Indian Health Service officials were not happy, to say the least.

Immediately after the Cherokee decision was published, the IHS adopted a rule saying that new self-determination contracts had to contain language stating that the tribe agreed to waive its right to receive contract support costs. The language would leave it entirely up to the IHS to decide whether it would ever pay contract support costs to a tribe.

The Albuquerque area IHS staff came to the tribe and told its attorneys that this new language would have to be inserted in the tribe’s self-determination contract. They threatened to decline the tribe’s contract if it did not agree to the language waiving the tribe’s right to receive contract support costs.

The tribe’s attorneys advised the Tribal Council that the IHS demand was illegal and that the tribe should not agree to include the contract support cost waiver language in the contract.

The Tribal Council agreed and told the attorneys to litigate rather than agree to the illegal language. This message was communicated to the IHS, which then declined the tribe’s contract proposal.

The tribe filed suit against the IHS in the U.S. District Court for New Mexico. Initially, the tribe prevailed when the federal judge ruled that the declination of its contract proposal was illegal and ordered the IHS to enter into the self-determination contract for the Southern Ute Health Center.

But the IHS said that it couldn’t sign the contract, which included a requirement to pay the tribe contract support costs, because it didn’t have the money to pay any contract support costs.
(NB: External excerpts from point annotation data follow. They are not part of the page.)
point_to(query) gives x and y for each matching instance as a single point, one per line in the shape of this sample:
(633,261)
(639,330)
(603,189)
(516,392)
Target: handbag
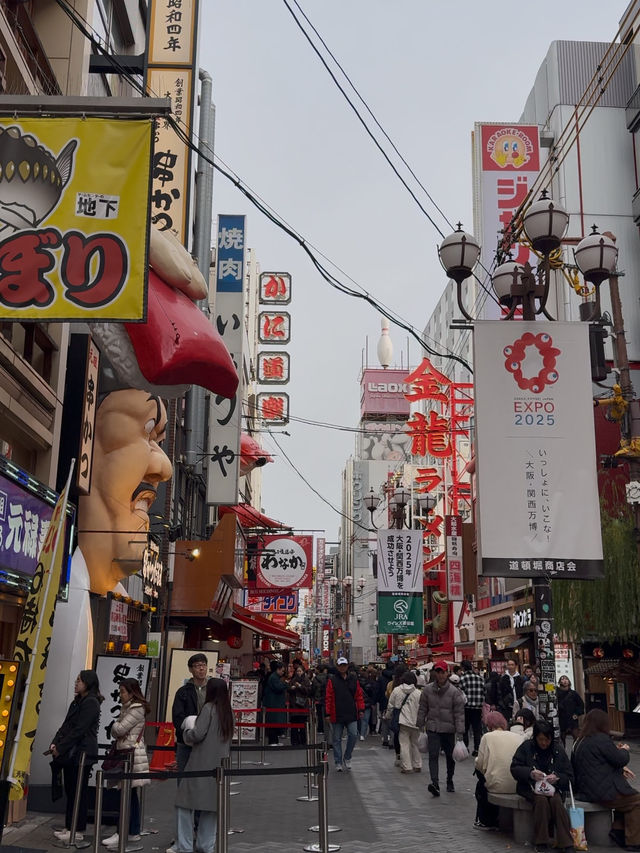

The Indian Health Service asked the judge to clarify his first ruling, and he then directed that language be included in the tribe’s contract stating that it was currently entitled to receive $0 in contract support costs.

The judge’s order did not comply with the requirements of the Indian Self-Determination Act, so the Tribal Council directed that an appeal of the order be filed with the U.S. Court of Appeals for the 10th Circuit in Denver.
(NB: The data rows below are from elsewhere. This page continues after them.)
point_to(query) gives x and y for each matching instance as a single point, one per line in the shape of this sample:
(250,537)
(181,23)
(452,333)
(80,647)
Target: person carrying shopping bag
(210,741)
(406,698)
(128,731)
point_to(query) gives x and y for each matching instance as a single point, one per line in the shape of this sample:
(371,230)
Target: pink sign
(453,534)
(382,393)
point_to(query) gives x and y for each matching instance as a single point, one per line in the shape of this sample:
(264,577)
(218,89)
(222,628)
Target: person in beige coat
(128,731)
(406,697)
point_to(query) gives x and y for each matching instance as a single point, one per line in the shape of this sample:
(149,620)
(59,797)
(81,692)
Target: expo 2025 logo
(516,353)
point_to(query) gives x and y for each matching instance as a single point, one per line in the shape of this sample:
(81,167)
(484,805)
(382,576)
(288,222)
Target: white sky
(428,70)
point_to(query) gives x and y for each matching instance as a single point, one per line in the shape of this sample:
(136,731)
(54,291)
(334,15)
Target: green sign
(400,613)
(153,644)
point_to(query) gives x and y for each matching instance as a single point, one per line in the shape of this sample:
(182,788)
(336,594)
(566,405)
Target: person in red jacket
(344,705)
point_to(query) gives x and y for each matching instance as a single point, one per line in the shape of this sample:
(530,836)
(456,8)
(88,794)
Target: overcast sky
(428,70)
The tribe’s attorneys filed the appeal. At the same time, the IHS filed an appeal of the ruling that its declination of the tribe’s contract was illegal.

In 2011, the Court of Appeals rejected the IHS appeal and upheld the ruling that the IHS declination of the tribe’s contract because it would not include the contract support cost waive language was illegal.

The court went on to rule in favor of the tribe on the issue of whether its contract must include language that the tribe was entitled to $0 in contract support costs. The Court of Appeals decided that this language was prohibited by the Indian Self-Determination Act.

The IHS lost a method for strong-arming tribes into giving up their rights to receive contract support costs. The tribe was happy with this outcome, but the IHS wasn’t. So the IHS asked the U.S. Supreme Court to review, and reverse, the decision of the Court of Appeals in favor of the tribe.

Supreme Court review of a decision like this one is not automatic; the Supreme Court can decide to not hear a case like the tribe’s case. When the IHS filed a brief asking the Supreme Court to review the tribe’s case, the tribe filed a brief saying that the IHS request should be denied.

The Supreme Court agreed with the tribe and denied the IHS request to review the Court of Appeals decision. The tribe had won after a seven-year battle.

As a result, the tribe now has the legal right to collect 100 percent of the contract support cost money stated in its self-determination contract.